Gesture serves as a crucial means of communication between individuals and between humans and machines. In football matches, referees communicate judgment information through gestures. Due to the diversity and complexity of referees’ gestures and interference factors, such as the players, spectators, and camera angles, automated football referee gesture recognition (FRGR) has become a challenging task. The existing methods based on visual sensors often cannot provide a satisfactory performance. To tackle FRGR problems, we develop a deep learning model based on YOLOv8s. Three improving and optimizing strategies are integrated to solve these problems. First, a Global Attention Mechanism (GAM) is employed to direct the model’s attention to the hand gestures and minimize the background interference. Second, a P2 detection head structure is integrated into the YOLOv8s model to enhance the accuracy of detecting smaller objects at a distance. Third, a new loss function based on the Minimum Point Distance Intersection over Union (MPDIoU) is used to effectively utilize anchor boxes with the same shape, but different sizes. Finally, experiments are executed on a dataset of six hand gestures among 1,200 images. The proposed method was compared with seven different existing models and 10 different optimization models.
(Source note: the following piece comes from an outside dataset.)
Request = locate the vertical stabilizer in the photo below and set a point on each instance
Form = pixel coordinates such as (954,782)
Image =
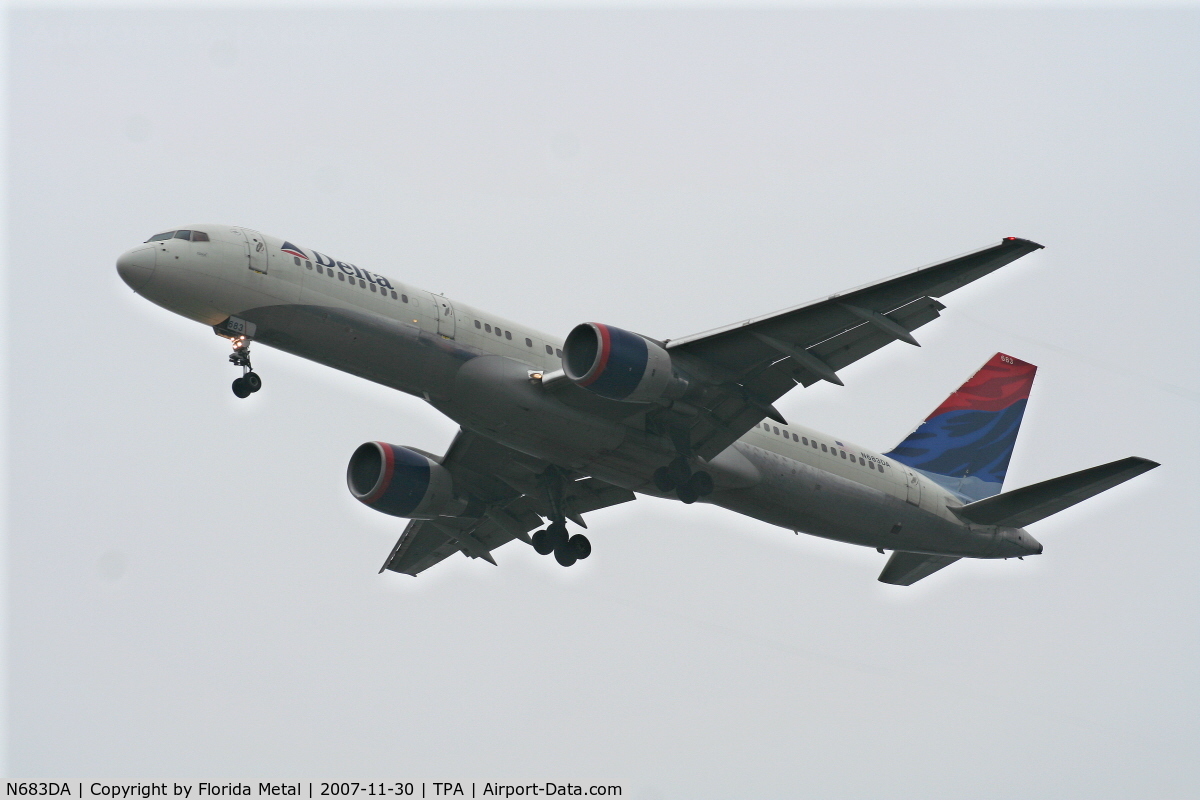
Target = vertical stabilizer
(965,445)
The proposed method achieves a precision rate of 89.3%, a recall rate of 88.9%, a mAP@0.5 rate of 89.9%, and a mAP@0.5:0.95 rate of 77.3%. These rates are approximately 1.4%, 2.0%, 1.1%, and 5.4% better than those of the newest YOLOv8s, respectively. The proposed method has right prospect in automated gesture recognition for football matches.

查看原文

微信好友朋友圈 QQ好友复制链接

本刊更多论文

基于 YOLOv8s 的足球裁判手势识别算法

手势是人与人之间以及人与机器之间交流的重要手段。在足球比赛中，裁判员通过手势传递判断信息。由于裁判手势的多样性和复杂性以及球员、观众和摄像机角度等干扰因素，足球裁判手势自动识别（FRGR）已成为一项具有挑战性的任务。现有的基于视觉传感器的方法往往无法提供令人满意的性能。为了解决 FRGR 问题，我们开发了基于 YOLOv8s 的深度学习模型。为了解决这些问题，我们整合了三种改进和优化策略。首先，我们采用了全局注意力机制（GAM）来引导模型关注手势，并将背景干扰降至最低。其次，在 YOLOv8s 模型中集成了 P2 检测头结构，以提高远距离检测较小物体的准确性。第三，使用了基于最小点距离交叉联合（MPDIoU）的新损失函数，以有效利用形状相同但大小不同的锚点框。最后，在 1,200 张图像中包含六种手势的数据集上进行了实验。将所提出的方法与 7 种不同的现有模型和 10 种不同的优化模型进行了比较。所提方法的精确率为 89.3%，召回率为 88.9%，mAP@0.5 率为 89.9%，mAP@0.5:0.95 率为 77.3%。这些比率分别比最新的 YOLOv8s 高出约 1.4%、2.0%、1.1% 和 5.4%。所提出的方法在足球比赛的自动手势识别中具有广阔的应用前景。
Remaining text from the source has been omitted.